Happy International Day of Rural Women!

This year’s theme of October 15, which has been celebrated as International Day of Rural Women since 2008, is “Building rural women’s resilience in the wake of COVID-19,” to create awareness of these women’s struggles, their needs, and their critical and key role in our society.

Women and girls are disadvantaged in this pandemic, a problem aggravated in rural areas. Rural women, with a crucial role in agriculture, food security and nutrition, already face struggles in their daily lives. Now, since COVID-19 and their unique health needs in remote areas, they are less likely to have access to quality health services, essential medicines, and vaccines. Restrictive social norms and gender stereotypes can also limit rural women’s ability to access health services. Furthermore, a lot of rural women suffer from isolation, as well as the spread of misinformation, and a lack of access to critical technologies to improve their work and personal life.

Despite all of that, rural women have been at the front lines of responding to the pandemic even as their unpaid care and domestic work increased under lockdowns.

We need measures to alleviate the care burden and better redistribute it between women and men, and between families and public/commercial services, espcially in the most marginalized remote villages . We need to advocate for sufficient infrastructre and services (water, health, electricity, etc.) to support women’s productive and unpaid care and domestic work, which is exacerbated by the crisis.

The pandemic has also heightened the vulnerability of rural women’s rights to land and resources.

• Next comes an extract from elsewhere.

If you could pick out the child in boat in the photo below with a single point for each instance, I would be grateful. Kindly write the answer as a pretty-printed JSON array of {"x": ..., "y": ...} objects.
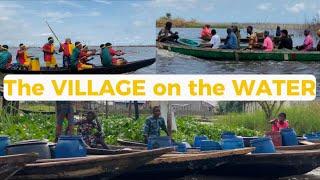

Discriminatory gender norms and practices impede women’s exercise of land and property rights in most countries and COVID-19 widows risk disinheritance. Women’s land tenure security is also threatened as unemployed migrants return to rural communities, increasing pressure on land and resources and exacerbating gender gaps in agriculture and food security.

Gender-responsive investments in rural areas have never been more critical.